Christopher Snowdon is the Head of Lifestyle Economics for the right-leaning Institute of Economic Affairs; he also writes for Spectator Health.


I mentioned obesity statistics from the Centres for Disease Control:

Childhood obesity has more than doubled in children and quadrupled in adolescents in the past 30 years.
The percentage of children aged 6–11 years in the United States who were obese increased from 7% in 1980 to nearly 18% in 2012. Similarly, the percentage of adolescents aged 12–19 years who were obese increased from 5% to nearly 21% over the same period.
In 2012, more than one third of children and adolescents were overweight or obese.

The Harvard School of Public Health says that young people are getting up to 30 per cent of their daily calories requirement from soft drinks. Beverage companies in the US spent roughly $3.2 billion marketing carbonated beverages in 2006, with nearly a half billion dollars of that marketing aimed directly at children.


Since the 1970s the proportion of calories from sugary drinks more than doubled from 4 per cent to 9 per cent.

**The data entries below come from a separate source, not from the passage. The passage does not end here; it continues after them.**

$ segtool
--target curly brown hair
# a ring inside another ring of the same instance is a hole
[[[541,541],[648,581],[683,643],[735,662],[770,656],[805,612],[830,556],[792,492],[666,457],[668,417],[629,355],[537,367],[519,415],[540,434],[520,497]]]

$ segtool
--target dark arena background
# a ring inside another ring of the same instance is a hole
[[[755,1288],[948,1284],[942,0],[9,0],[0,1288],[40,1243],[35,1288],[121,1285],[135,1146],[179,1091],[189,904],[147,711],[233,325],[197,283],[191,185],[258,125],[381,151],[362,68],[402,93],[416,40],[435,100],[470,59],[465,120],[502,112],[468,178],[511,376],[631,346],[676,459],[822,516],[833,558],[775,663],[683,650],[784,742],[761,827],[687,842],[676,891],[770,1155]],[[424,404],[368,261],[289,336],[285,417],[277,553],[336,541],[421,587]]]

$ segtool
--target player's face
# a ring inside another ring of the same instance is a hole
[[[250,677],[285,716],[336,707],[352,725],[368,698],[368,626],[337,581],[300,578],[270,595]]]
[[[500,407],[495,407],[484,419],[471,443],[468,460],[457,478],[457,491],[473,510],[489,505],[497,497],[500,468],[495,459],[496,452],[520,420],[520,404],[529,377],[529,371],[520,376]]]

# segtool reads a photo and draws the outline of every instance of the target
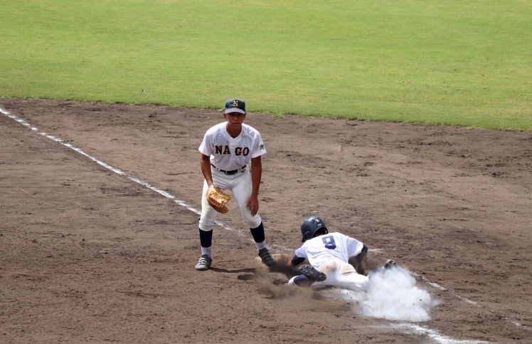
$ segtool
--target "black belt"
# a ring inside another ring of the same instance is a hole
[[[225,174],[227,174],[228,176],[230,176],[230,175],[233,175],[233,174],[237,174],[237,173],[238,173],[240,172],[244,172],[244,171],[245,171],[245,166],[243,166],[243,167],[240,167],[239,169],[237,169],[237,170],[233,170],[232,171],[224,171],[223,170],[220,170],[219,168],[218,168],[216,166],[214,166],[213,164],[211,164],[211,166],[212,166],[214,170],[216,170],[216,171],[220,172],[222,173],[225,173]]]

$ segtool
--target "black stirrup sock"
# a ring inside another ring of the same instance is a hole
[[[260,222],[260,224],[259,224],[259,226],[257,228],[250,228],[250,231],[251,231],[251,235],[253,236],[253,240],[255,240],[255,242],[262,242],[266,240],[264,235],[264,226],[262,226],[262,222]]]
[[[201,247],[211,247],[213,243],[213,230],[202,231],[200,229],[200,244]]]

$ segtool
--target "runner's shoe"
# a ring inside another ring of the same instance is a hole
[[[213,259],[208,256],[208,254],[202,254],[194,269],[200,271],[208,270],[211,269],[211,263],[212,262]]]
[[[262,263],[266,264],[267,266],[272,267],[275,265],[275,259],[272,256],[272,254],[270,253],[270,250],[267,247],[259,250],[259,256],[260,257],[260,259],[262,259]]]
[[[388,269],[397,268],[397,263],[393,261],[393,259],[388,259],[384,264],[384,269],[388,270]]]

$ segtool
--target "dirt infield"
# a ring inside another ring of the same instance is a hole
[[[193,269],[198,147],[219,112],[0,108],[31,125],[0,114],[0,342],[532,342],[531,133],[248,114],[268,152],[260,213],[272,251],[291,253],[302,219],[321,217],[440,301],[405,323],[256,271],[230,202],[213,269]]]

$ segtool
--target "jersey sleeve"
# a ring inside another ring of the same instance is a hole
[[[252,159],[266,154],[266,148],[262,142],[262,137],[258,131],[255,131],[253,139],[253,147],[251,151]]]
[[[209,135],[209,132],[207,131],[207,132],[205,133],[205,135],[203,136],[203,140],[201,141],[201,145],[200,145],[199,148],[198,150],[199,150],[201,154],[203,154],[205,155],[211,156],[213,155],[214,146],[213,143],[211,142],[210,140],[211,135]]]
[[[362,252],[364,244],[362,242],[353,239],[350,236],[347,236],[347,255],[349,257],[353,257],[358,256]]]
[[[301,258],[309,258],[308,255],[307,254],[307,250],[304,249],[304,246],[302,246],[297,249],[295,252],[294,252],[294,254]]]

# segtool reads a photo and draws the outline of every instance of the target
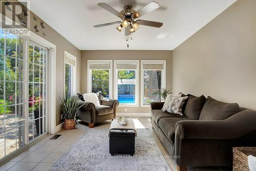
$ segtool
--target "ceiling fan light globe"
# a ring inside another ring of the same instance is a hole
[[[122,30],[122,27],[121,26],[117,26],[117,27],[116,28],[116,29],[119,31],[121,31]]]
[[[126,28],[129,25],[129,23],[126,19],[124,19],[122,23],[122,25],[123,27]]]
[[[131,28],[131,29],[130,29],[130,32],[131,33],[134,33],[135,32],[135,29],[134,28]]]
[[[135,23],[133,24],[133,27],[135,30],[137,30],[140,28],[140,25],[138,23]]]

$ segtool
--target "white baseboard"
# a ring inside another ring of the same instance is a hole
[[[117,113],[117,116],[124,117],[150,117],[150,113]]]
[[[57,125],[55,126],[55,128],[54,129],[54,133],[53,134],[55,134],[56,133],[60,131],[60,130],[61,130],[62,128],[62,126],[63,126],[63,124],[64,123],[62,122],[61,123],[60,123],[60,124]]]

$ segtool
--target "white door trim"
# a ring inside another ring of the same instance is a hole
[[[48,106],[49,114],[48,115],[48,120],[50,124],[48,125],[48,132],[50,134],[54,134],[58,130],[56,125],[56,45],[46,40],[32,31],[29,31],[29,36],[27,38],[41,45],[49,50],[49,82],[48,91]]]

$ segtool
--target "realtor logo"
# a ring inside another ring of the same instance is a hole
[[[29,1],[1,1],[1,34],[28,35],[30,29]]]

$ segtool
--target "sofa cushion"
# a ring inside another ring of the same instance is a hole
[[[111,106],[101,105],[95,107],[97,116],[104,115],[113,113],[113,109]]]
[[[239,112],[239,105],[238,103],[225,103],[208,96],[199,120],[225,119]]]
[[[151,111],[151,116],[152,119],[158,125],[158,121],[162,118],[186,118],[184,115],[172,115],[165,112],[163,112],[161,110],[154,110]]]
[[[205,100],[206,100],[206,98],[204,95],[196,97],[190,95],[187,100],[184,115],[188,118],[195,120],[199,119]]]
[[[159,119],[159,126],[173,143],[175,139],[175,125],[181,120],[191,120],[188,118],[163,118]]]

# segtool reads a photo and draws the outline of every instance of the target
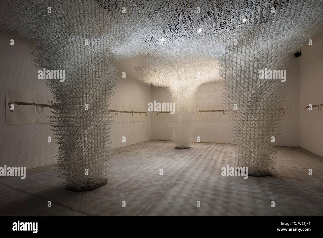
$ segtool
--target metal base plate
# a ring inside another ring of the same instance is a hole
[[[76,191],[77,192],[80,192],[81,191],[86,191],[88,190],[93,190],[96,188],[97,188],[99,187],[100,187],[102,186],[102,185],[104,185],[107,183],[108,180],[107,179],[105,180],[105,182],[101,183],[98,184],[95,186],[89,186],[86,187],[82,187],[79,188],[78,187],[72,187],[70,186],[67,186],[65,188],[70,190],[73,190],[73,191]]]
[[[239,170],[237,169],[237,171],[239,171]],[[242,174],[243,172],[240,171],[240,173]],[[270,176],[272,177],[273,176],[272,174],[269,172],[266,172],[265,174],[250,174],[249,173],[248,173],[248,176],[253,176],[253,177],[264,177],[265,176]]]

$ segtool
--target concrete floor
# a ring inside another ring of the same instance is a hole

Economics push food companies to include more sugar in products to increase profits. Since the 1980s, the price of supermarket sugar has doubled, the price of candy bars have quadrupled, but the price of raw sugar has declined, and is set to decline further.


A literature review by the National Institutes of Health indicates that sugary drinks are particularly problematic because the body doesn’t register their calories the way it does for calories eaten, so despite the sugar intake, people still feel hungry.


The British Medical Association’s study in the BMJ reported that purchases of taxed beverages decreased by an average of 6%, and decreased at an increasing rate up to a 12% decline by December 2014, comparted to what they would otherwise have been. Reductions were higher among the households of low socioeconomic status, averaging a 9% decline during 2014, and up to a 17% decrease by December 2014 compared with pretax trends.